Сяо Ши швыркнул носом, переступил с ноги на ногу, словно по команде «Вольно!» — иначе ему из этого капкана никогда не выбраться.
— Сяо Ши, угля пока хватит, не носи больше. Сделай лучше сестрице одно одолжение.
— Какое одолжение? — Сяо Ши обрадовался, что сможет задобрить Сяохуань.
— Сходи за Сяо Пэном. Снег выпал такой славный, я вам приготовлю угощений, выпьете втроем.
Тацуру смотрела, как Сяохуань снимает фартук и отряхивает с ее одежды следы двух угольно-черных ладоней.
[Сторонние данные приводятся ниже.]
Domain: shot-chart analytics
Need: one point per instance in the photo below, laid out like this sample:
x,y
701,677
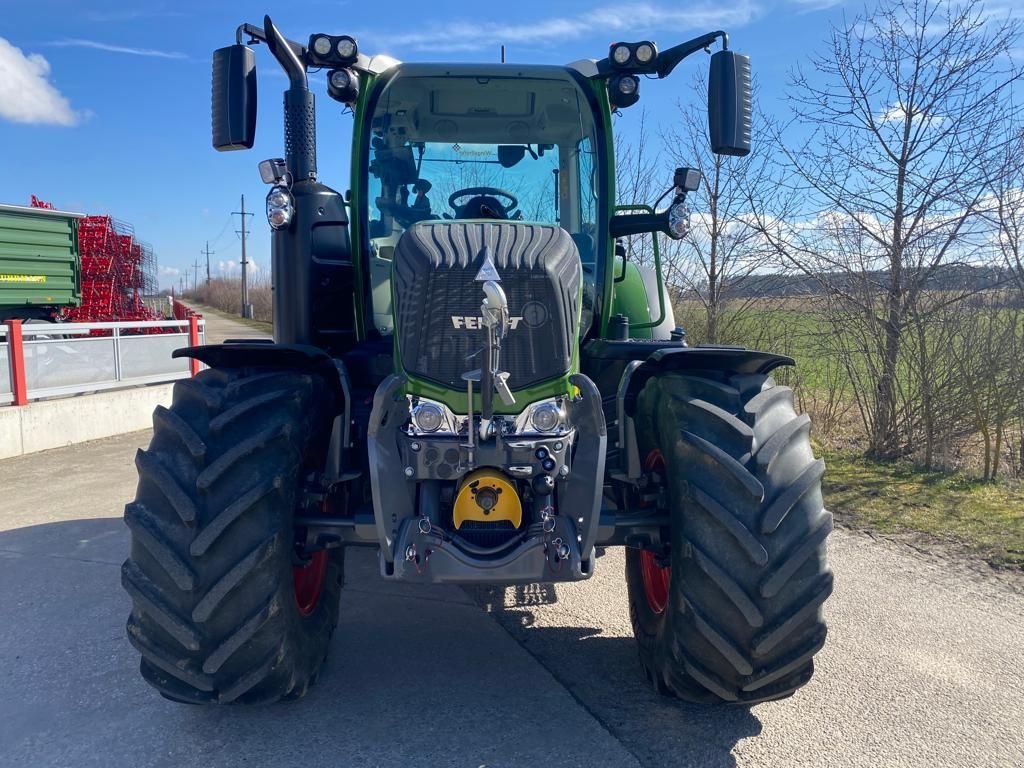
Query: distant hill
x,y
948,278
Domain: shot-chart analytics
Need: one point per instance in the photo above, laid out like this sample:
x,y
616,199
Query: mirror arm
x,y
668,59
289,53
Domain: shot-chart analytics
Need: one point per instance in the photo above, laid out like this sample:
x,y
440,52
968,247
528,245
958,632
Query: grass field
x,y
985,518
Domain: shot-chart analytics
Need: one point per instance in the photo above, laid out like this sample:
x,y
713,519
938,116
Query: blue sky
x,y
104,105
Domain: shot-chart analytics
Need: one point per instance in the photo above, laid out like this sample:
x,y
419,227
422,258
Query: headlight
x,y
322,46
279,198
628,86
280,208
645,52
547,417
346,47
427,417
679,220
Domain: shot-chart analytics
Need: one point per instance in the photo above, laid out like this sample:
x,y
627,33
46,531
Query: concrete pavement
x,y
417,677
922,668
219,328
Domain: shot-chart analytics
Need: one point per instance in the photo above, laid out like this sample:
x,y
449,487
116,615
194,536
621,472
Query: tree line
x,y
891,179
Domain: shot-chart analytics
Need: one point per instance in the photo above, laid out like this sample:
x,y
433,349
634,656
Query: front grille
x,y
487,535
438,299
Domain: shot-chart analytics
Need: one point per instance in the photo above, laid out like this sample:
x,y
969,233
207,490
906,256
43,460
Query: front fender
x,y
292,357
728,359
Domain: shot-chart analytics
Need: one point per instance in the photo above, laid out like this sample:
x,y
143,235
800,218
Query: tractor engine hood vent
x,y
439,268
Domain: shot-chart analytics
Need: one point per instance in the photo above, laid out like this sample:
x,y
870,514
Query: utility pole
x,y
208,253
247,309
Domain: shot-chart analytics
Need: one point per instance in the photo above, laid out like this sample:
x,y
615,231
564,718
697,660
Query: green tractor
x,y
470,375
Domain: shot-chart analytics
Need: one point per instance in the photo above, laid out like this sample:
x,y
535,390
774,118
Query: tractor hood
x,y
439,270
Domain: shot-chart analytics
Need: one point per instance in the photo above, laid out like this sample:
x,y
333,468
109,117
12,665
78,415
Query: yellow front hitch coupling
x,y
486,496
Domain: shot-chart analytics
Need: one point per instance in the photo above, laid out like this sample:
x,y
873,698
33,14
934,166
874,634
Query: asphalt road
x,y
923,667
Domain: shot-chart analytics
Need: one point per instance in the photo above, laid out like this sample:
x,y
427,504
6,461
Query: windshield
x,y
500,147
479,146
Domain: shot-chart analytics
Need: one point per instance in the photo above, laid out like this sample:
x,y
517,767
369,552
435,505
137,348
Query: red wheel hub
x,y
655,582
655,577
309,581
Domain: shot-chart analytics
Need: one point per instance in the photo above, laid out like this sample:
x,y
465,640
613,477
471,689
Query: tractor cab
x,y
444,142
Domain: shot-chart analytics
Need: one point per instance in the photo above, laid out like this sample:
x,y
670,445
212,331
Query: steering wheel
x,y
483,192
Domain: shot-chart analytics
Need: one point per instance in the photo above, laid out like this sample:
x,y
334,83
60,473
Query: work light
x,y
428,417
346,47
343,85
645,52
621,54
624,90
546,417
322,45
280,207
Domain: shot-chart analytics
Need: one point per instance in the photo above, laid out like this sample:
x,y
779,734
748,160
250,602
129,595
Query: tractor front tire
x,y
731,612
223,608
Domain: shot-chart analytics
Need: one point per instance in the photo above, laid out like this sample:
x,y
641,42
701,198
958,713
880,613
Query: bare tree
x,y
712,266
903,115
1008,216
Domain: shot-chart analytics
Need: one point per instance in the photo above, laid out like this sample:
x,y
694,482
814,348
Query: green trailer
x,y
40,264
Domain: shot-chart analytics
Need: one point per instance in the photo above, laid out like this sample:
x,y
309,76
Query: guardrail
x,y
66,358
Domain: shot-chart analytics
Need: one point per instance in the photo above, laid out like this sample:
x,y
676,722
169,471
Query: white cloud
x,y
897,114
607,19
27,95
95,45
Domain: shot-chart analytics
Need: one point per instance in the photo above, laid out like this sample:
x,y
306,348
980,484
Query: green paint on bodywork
x,y
602,122
360,141
629,297
456,399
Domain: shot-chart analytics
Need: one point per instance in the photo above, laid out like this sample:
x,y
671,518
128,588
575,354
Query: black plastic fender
x,y
732,359
294,357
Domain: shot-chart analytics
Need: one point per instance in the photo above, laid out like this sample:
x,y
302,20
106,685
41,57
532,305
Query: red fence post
x,y
16,352
194,342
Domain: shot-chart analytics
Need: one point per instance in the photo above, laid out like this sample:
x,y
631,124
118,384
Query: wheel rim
x,y
655,577
655,582
309,581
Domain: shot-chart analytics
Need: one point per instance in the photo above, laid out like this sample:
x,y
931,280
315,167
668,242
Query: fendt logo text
x,y
475,324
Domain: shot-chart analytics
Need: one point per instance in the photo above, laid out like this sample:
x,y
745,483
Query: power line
x,y
223,229
246,309
208,253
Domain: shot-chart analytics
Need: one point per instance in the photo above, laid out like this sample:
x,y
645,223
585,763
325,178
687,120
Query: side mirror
x,y
729,103
233,107
508,156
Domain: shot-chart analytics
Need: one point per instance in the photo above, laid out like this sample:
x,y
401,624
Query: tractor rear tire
x,y
733,612
223,610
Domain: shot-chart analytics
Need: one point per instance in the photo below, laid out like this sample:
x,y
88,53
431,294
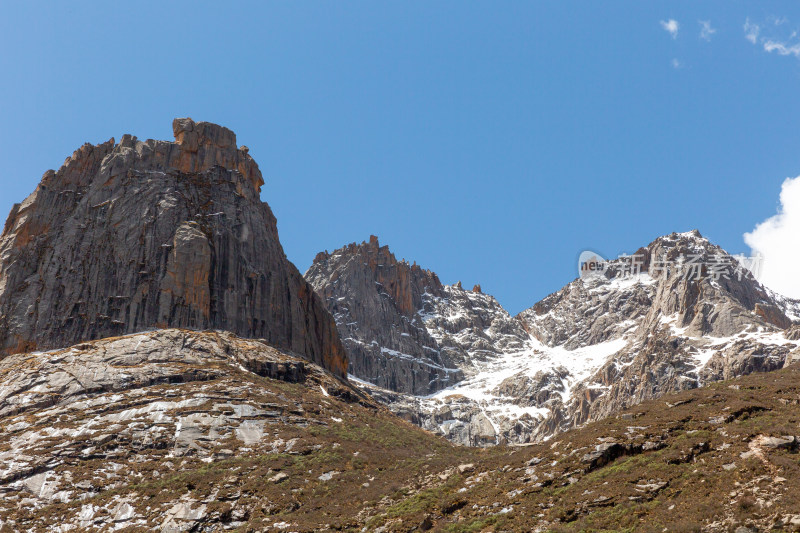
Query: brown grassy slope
x,y
696,460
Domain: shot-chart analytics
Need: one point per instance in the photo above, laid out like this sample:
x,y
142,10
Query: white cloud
x,y
776,239
751,31
671,26
706,31
783,49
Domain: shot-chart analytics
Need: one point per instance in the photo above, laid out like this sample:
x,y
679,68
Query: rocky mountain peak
x,y
366,288
148,234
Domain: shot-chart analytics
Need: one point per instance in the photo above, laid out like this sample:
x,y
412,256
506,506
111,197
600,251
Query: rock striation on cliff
x,y
137,235
377,303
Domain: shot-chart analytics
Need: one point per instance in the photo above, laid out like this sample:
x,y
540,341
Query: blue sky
x,y
490,142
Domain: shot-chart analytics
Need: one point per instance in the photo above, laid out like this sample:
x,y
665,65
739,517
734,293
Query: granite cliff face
x,y
136,235
376,301
677,314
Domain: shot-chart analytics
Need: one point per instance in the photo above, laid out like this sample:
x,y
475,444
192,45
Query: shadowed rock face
x,y
139,235
376,301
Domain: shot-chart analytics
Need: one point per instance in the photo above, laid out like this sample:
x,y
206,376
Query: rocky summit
x,y
176,430
164,367
677,314
137,235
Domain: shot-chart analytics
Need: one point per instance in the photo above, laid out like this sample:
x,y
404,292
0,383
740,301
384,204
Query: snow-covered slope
x,y
600,344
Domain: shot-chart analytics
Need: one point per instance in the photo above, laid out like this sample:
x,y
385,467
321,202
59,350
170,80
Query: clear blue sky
x,y
490,142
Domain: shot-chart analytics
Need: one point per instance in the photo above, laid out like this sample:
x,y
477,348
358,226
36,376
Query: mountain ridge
x,y
553,366
137,235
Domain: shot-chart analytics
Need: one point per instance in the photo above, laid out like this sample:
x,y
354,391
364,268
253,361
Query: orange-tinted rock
x,y
130,236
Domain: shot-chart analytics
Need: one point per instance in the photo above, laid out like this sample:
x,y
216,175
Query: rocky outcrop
x,y
683,315
136,235
81,426
376,301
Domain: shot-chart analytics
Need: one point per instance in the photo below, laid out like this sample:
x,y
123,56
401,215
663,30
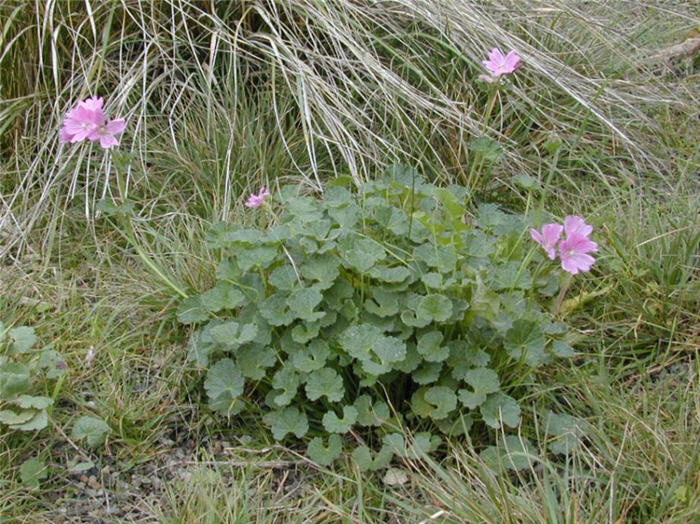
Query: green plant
x,y
348,305
24,374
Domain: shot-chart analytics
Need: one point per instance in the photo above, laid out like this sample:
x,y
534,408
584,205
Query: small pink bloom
x,y
105,134
257,200
548,238
577,225
574,250
88,121
499,64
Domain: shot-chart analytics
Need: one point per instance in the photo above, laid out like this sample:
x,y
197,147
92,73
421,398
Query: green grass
x,y
220,102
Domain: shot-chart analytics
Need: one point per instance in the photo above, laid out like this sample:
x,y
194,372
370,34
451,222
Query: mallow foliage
x,y
371,309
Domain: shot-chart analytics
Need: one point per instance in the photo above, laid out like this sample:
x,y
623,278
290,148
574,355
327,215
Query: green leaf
x,y
94,430
483,381
31,472
287,381
275,310
23,338
223,295
285,421
514,453
12,418
232,335
255,257
427,373
526,340
390,275
346,216
561,349
432,280
429,345
511,275
224,384
253,361
434,308
443,258
443,399
302,301
499,406
326,382
38,422
383,303
487,148
14,379
369,414
284,278
527,182
192,310
333,424
324,455
322,268
311,358
363,254
53,364
362,457
36,402
302,333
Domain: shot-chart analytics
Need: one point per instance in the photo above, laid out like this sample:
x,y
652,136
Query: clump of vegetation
x,y
374,309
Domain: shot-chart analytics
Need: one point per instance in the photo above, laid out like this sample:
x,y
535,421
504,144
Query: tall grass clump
x,y
219,94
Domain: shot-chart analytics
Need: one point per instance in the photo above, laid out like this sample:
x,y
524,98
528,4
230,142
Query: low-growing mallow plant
x,y
364,312
25,377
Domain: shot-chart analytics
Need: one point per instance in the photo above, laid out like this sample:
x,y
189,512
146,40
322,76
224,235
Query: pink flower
x,y
577,225
257,200
88,121
573,252
548,238
499,64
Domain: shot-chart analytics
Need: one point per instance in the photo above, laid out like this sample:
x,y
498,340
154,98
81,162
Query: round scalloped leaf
x,y
561,349
302,301
326,382
275,310
369,414
23,338
248,258
427,373
312,357
224,384
284,278
430,346
287,381
383,303
334,424
252,360
14,379
12,418
325,455
285,421
35,402
434,308
321,268
525,339
223,295
232,335
93,430
499,406
483,381
192,310
443,400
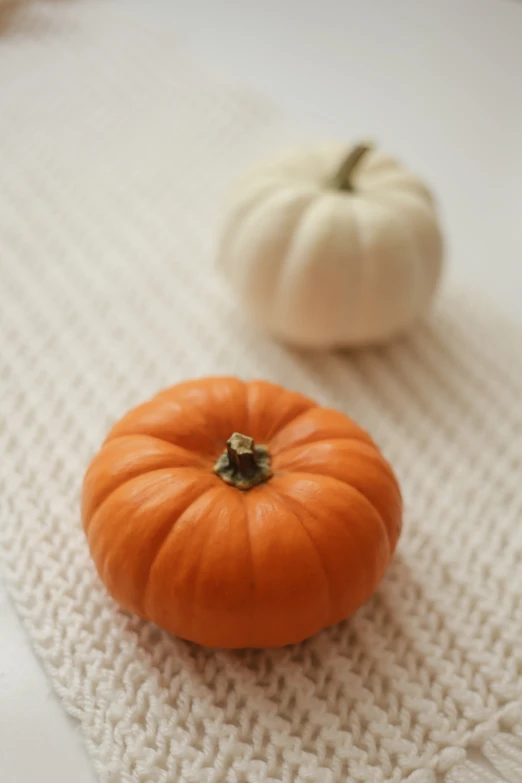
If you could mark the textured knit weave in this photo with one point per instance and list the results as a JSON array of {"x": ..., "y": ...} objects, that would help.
[{"x": 115, "y": 152}]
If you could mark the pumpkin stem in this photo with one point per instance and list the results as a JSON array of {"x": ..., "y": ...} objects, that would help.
[
  {"x": 243, "y": 464},
  {"x": 342, "y": 178}
]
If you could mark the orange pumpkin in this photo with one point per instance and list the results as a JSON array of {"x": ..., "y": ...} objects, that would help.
[{"x": 231, "y": 544}]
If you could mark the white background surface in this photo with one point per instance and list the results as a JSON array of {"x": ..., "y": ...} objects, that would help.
[{"x": 435, "y": 81}]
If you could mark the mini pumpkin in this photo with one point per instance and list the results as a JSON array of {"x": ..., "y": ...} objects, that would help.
[
  {"x": 332, "y": 246},
  {"x": 240, "y": 514}
]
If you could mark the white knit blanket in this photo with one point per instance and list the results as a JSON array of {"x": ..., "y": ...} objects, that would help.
[{"x": 115, "y": 152}]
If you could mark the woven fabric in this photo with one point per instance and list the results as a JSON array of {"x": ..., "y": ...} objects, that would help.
[{"x": 115, "y": 154}]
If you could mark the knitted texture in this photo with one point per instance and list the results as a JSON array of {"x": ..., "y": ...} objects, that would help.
[{"x": 115, "y": 154}]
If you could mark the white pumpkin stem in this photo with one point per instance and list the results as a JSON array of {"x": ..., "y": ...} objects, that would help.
[
  {"x": 243, "y": 464},
  {"x": 342, "y": 179}
]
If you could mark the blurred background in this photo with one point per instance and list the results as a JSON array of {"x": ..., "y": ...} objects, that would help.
[{"x": 437, "y": 82}]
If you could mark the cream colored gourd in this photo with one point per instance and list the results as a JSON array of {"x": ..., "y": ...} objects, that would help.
[{"x": 332, "y": 246}]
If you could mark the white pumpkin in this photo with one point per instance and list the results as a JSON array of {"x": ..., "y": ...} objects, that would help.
[{"x": 332, "y": 247}]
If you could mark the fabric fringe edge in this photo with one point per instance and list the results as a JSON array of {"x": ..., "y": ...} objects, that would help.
[{"x": 500, "y": 754}]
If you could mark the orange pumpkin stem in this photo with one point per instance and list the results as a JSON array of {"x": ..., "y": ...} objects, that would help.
[{"x": 243, "y": 464}]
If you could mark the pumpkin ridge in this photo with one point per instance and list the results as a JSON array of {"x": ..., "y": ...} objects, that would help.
[
  {"x": 244, "y": 503},
  {"x": 322, "y": 476},
  {"x": 290, "y": 502},
  {"x": 151, "y": 438},
  {"x": 193, "y": 500},
  {"x": 289, "y": 250},
  {"x": 250, "y": 406},
  {"x": 97, "y": 508}
]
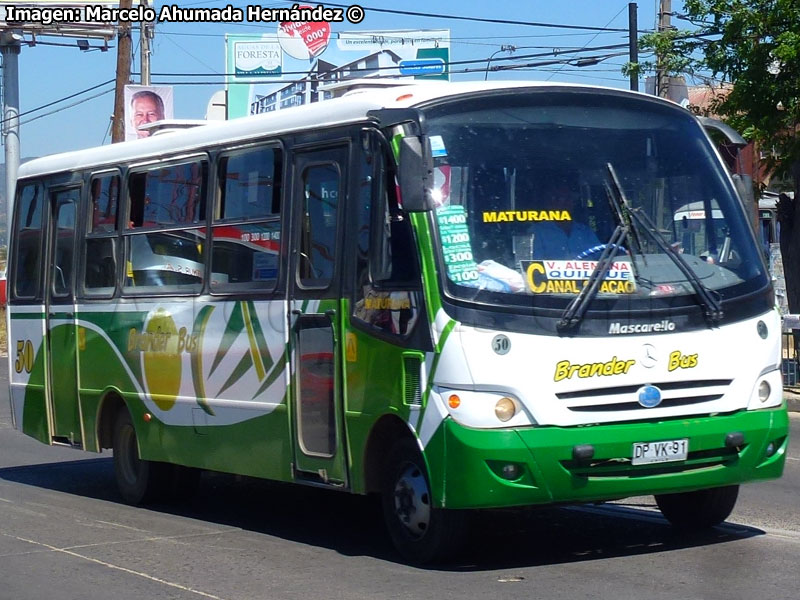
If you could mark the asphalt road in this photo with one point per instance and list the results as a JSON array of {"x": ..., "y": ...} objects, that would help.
[{"x": 65, "y": 533}]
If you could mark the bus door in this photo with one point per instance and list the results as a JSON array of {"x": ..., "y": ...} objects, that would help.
[
  {"x": 61, "y": 337},
  {"x": 315, "y": 338}
]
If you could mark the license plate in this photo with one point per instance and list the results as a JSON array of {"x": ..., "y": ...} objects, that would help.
[{"x": 645, "y": 453}]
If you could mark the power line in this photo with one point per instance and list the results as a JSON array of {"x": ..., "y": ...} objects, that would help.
[
  {"x": 64, "y": 99},
  {"x": 593, "y": 38},
  {"x": 52, "y": 112},
  {"x": 554, "y": 52},
  {"x": 473, "y": 19}
]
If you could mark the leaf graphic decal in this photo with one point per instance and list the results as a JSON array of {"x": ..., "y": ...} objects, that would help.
[
  {"x": 198, "y": 333},
  {"x": 241, "y": 369},
  {"x": 232, "y": 330}
]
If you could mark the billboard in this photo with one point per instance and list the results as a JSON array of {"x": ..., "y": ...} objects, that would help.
[
  {"x": 146, "y": 104},
  {"x": 304, "y": 61}
]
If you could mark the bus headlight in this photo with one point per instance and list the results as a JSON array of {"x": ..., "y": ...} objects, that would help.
[
  {"x": 484, "y": 409},
  {"x": 766, "y": 390},
  {"x": 505, "y": 409}
]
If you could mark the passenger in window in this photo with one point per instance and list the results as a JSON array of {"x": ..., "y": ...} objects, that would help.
[{"x": 560, "y": 233}]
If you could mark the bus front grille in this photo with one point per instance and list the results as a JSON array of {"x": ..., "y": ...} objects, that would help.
[{"x": 624, "y": 398}]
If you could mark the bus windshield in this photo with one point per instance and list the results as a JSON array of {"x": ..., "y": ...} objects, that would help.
[{"x": 525, "y": 205}]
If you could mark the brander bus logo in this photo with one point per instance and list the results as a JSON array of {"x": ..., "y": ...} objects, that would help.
[{"x": 649, "y": 396}]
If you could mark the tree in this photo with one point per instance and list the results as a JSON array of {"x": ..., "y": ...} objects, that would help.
[{"x": 753, "y": 46}]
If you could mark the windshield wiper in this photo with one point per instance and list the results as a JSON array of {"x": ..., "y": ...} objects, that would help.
[
  {"x": 620, "y": 208},
  {"x": 631, "y": 222}
]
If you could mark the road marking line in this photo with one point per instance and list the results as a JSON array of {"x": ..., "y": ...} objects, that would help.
[{"x": 117, "y": 567}]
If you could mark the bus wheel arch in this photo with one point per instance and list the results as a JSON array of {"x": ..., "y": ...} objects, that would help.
[
  {"x": 420, "y": 532},
  {"x": 385, "y": 433},
  {"x": 110, "y": 405},
  {"x": 139, "y": 481}
]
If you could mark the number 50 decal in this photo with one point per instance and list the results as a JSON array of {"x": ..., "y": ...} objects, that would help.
[{"x": 24, "y": 356}]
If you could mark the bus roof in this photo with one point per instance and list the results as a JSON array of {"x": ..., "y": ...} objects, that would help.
[{"x": 351, "y": 107}]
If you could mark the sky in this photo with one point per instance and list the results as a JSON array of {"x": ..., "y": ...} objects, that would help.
[{"x": 51, "y": 73}]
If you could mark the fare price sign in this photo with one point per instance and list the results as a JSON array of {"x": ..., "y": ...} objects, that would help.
[{"x": 456, "y": 245}]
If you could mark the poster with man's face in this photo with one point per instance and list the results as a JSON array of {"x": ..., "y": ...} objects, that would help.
[{"x": 145, "y": 104}]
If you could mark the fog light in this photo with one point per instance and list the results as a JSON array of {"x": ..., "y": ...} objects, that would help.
[
  {"x": 505, "y": 409},
  {"x": 763, "y": 391},
  {"x": 510, "y": 471}
]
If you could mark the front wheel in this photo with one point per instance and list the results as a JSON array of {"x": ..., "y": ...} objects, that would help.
[
  {"x": 420, "y": 532},
  {"x": 700, "y": 509},
  {"x": 138, "y": 480}
]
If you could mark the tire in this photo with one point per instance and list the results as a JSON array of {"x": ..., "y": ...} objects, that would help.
[
  {"x": 698, "y": 510},
  {"x": 420, "y": 533},
  {"x": 138, "y": 481}
]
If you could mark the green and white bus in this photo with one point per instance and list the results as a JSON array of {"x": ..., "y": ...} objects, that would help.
[{"x": 381, "y": 294}]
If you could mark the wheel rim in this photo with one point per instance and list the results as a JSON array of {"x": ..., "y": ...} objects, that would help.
[
  {"x": 412, "y": 500},
  {"x": 129, "y": 461}
]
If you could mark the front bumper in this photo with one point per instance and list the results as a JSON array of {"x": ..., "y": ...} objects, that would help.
[{"x": 468, "y": 471}]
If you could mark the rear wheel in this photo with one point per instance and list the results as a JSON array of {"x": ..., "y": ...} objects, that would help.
[
  {"x": 420, "y": 532},
  {"x": 700, "y": 509},
  {"x": 138, "y": 480}
]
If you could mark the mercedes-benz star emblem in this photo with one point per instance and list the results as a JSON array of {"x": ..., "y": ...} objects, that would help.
[{"x": 649, "y": 356}]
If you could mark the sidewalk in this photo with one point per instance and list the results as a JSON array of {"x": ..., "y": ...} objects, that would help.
[{"x": 792, "y": 397}]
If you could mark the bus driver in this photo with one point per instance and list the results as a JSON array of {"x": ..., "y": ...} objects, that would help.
[{"x": 565, "y": 238}]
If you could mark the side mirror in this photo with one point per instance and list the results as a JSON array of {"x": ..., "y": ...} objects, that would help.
[
  {"x": 744, "y": 187},
  {"x": 414, "y": 175}
]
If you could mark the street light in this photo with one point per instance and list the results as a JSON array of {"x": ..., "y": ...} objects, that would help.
[{"x": 504, "y": 48}]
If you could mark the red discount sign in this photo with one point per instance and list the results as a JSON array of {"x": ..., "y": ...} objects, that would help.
[{"x": 304, "y": 39}]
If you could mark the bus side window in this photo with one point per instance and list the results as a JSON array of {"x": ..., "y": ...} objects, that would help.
[
  {"x": 28, "y": 240},
  {"x": 246, "y": 230},
  {"x": 386, "y": 271},
  {"x": 164, "y": 241},
  {"x": 100, "y": 260},
  {"x": 321, "y": 186}
]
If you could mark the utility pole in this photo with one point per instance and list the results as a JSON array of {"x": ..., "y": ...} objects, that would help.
[
  {"x": 145, "y": 37},
  {"x": 664, "y": 24},
  {"x": 123, "y": 75},
  {"x": 633, "y": 43},
  {"x": 9, "y": 46}
]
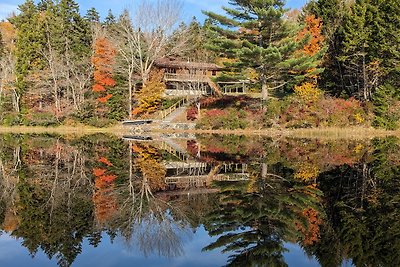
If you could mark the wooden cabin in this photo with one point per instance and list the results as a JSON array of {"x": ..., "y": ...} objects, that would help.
[{"x": 184, "y": 78}]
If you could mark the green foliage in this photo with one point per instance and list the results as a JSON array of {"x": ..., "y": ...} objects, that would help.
[
  {"x": 387, "y": 107},
  {"x": 256, "y": 35},
  {"x": 229, "y": 119}
]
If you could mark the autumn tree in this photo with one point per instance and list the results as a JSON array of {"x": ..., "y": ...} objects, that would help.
[
  {"x": 7, "y": 64},
  {"x": 144, "y": 38},
  {"x": 103, "y": 60},
  {"x": 150, "y": 96}
]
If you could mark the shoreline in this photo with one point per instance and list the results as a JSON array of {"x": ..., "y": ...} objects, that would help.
[{"x": 119, "y": 130}]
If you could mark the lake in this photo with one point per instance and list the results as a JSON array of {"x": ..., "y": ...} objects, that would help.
[{"x": 205, "y": 200}]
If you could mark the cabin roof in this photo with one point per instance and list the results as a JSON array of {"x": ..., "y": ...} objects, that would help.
[{"x": 178, "y": 64}]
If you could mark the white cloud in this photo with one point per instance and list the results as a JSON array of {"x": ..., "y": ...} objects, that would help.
[{"x": 6, "y": 10}]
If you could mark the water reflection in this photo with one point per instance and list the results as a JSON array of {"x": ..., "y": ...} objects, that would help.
[{"x": 338, "y": 201}]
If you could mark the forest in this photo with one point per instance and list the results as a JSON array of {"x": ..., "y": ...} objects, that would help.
[
  {"x": 336, "y": 200},
  {"x": 334, "y": 63}
]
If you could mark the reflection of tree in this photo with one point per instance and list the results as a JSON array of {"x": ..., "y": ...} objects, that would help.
[
  {"x": 363, "y": 208},
  {"x": 255, "y": 223},
  {"x": 52, "y": 191},
  {"x": 144, "y": 217}
]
Никак не получалось от них избавиться, Сяохуань усмехнулась, покачала головой.
Мужу она ничего не сказала. Спровадила соседских детей, выудила из кадки на балконе пару кочанов кислой капусты, замочила цзинь стеклянной лапши. Лук-батун снаружи пожух, а внутри листочки были нежные, беленькие, словно яшма. Сяохуань настрогала целую миску лука, обжарила его с яйцом. Бобовые стручки и баклажаны, засушенные по осени, поставила томиться со свининой в коричневом соусе. К приходу гостей на столе стояло три больших блюда с едой.
Чжан Цзянь почуял неладное: вроде Сяо Пэн забыл дорогу к их дому (само собой, один Чжан Цзянь и знал почему), с чего вдруг снова явился? Было все-таки в характере этого парня какое-то благородство: ни слова не говоря, спрятался, зализал свои раны и вот, вернулся. Чжан Цзянь не полез к гостям с приветствиями: зачем лишний раз напоминать Сяо Пэну, что они год не виделись.
Сяохуань позвала Дохэ сесть с гостями за стол, но та ни за что не соглашалась. Год назад она рассказала Чжан Цзяню, как ходила с Сяо Пэном в кино, и Чжан Цзянь заплакал. Сел на корточки — точь-в-точь, как сиживал начальник Чжан, греясь на зимнем солнышке, — сел, и на пол закапали слезы. Стоило только вспомнить, как он сидел, упершись локтями в колени, долго сидел, твердо и ладно, а на пол капали слезы, и Тацуру понимала, что напрасно его винила. Все это время он преданно любил ее, любил без объятий, поцелуев и близости. Иногда, гладя на Сяо Пэна, Тацуру думала, что ей под силу забыть Чжан Цзяня — как знать, вдруг с Сяо Пэном еще будет другое счастье, — но увидев слезы Чжан Цзяня, она поняла, что ничего не выйдет. Пока быстрые тяжелые мужские слезы падают на пол, женщина будет любить его хотя бы за то. как упрямо он любит ее. Потому Тацуру и отказывалась выйти к Сяо Пэну.